The myriad engines that make up the Synopsys RTL-to-signoff design flow operate as a constant interplay–a waltz-like dance, if you will–of golden signoff-enabled analysis (including timing, power, area, IR-drop, and DRCs) alongside targeted, highly tuned optimizations. Their singular goal is to co-enable the achievement of power, performance, and area (PPA) targets as smoothly and efficiently as possible. This constant analysis generates vast volumes of data, much of which is highly unstructured. However, this mass of disconnected data points, when taken together, can provide a detailed understanding of the “health” of the design. For example, where are additional opportunities for design improvement? What can be addressed earlier in the flow to bring this design to closure?
Log files do go some way to expose this data. Still, with the size and complexity of the current crop of designs, only small views into the vast underlying data are possible before they become too unwieldy to comprehend. Engineers, therefore, have long had to try to second-guess what data may be helpful to them and then use proactive data-dumping from the tools to extract what they hope is the necessary information. And then, they might apply multi-tool parsing of traditional data sources, like the log files, to combine and piece together what they eventually need to drive debugging. What has always been missing is a way to amalgamate and connect this data–the deep engine metrics and their associated analysis–into a grand, holistic view. Having a means to, for example, efficiently “connect the dots” between a timing issue in one part of the design and a congestion issue somewhere else would be highly beneficial.
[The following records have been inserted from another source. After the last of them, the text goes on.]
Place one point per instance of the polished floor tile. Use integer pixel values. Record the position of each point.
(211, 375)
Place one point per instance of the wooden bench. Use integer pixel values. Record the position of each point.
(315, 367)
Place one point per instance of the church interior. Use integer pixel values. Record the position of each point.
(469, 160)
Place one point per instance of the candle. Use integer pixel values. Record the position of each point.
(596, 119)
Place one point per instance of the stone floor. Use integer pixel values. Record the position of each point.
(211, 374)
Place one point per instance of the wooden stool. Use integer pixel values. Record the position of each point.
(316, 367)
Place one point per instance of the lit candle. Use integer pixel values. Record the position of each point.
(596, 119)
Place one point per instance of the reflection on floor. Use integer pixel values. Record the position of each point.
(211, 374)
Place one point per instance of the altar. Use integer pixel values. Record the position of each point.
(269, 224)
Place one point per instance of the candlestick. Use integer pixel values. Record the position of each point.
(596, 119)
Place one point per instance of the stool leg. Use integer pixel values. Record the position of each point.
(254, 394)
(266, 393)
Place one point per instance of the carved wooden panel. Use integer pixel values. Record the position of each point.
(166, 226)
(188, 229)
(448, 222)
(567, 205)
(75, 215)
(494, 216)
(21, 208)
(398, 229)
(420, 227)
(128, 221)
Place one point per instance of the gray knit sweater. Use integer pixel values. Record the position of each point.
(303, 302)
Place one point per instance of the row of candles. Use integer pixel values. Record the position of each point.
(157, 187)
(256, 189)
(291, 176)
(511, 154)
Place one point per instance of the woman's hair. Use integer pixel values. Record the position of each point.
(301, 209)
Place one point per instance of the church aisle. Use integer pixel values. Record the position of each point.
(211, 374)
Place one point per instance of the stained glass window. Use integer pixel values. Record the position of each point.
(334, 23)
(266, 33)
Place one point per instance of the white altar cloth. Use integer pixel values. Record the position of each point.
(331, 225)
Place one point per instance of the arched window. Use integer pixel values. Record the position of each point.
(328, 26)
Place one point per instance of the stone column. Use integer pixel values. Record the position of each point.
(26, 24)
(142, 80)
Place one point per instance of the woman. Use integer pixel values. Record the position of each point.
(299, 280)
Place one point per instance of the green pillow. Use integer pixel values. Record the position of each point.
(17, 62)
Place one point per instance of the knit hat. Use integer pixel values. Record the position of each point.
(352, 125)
The Synopsys Design.da solution presents such a holistic view of all project data and then drives it many steps further (Figure 1). The solution efficiently and autonomously siphons metrics data while also intelligently curating the associated analysis data directly from Synopsys’ unique single data model. Then, it transforms and loads the data into always-on, industry-standard databases. Handling flow metrics from a third-party tool is equally simple. With the data available in tool-decoupled databases, searching, filtering, graphing, comparing, and trending are simple, intuitive tasks. As more runs progress, that data–indeed, the data from the entire project team–can also be absorbed, compared, and cross-referenced through a responsive, web-based user interface (UI) and then shared with ease.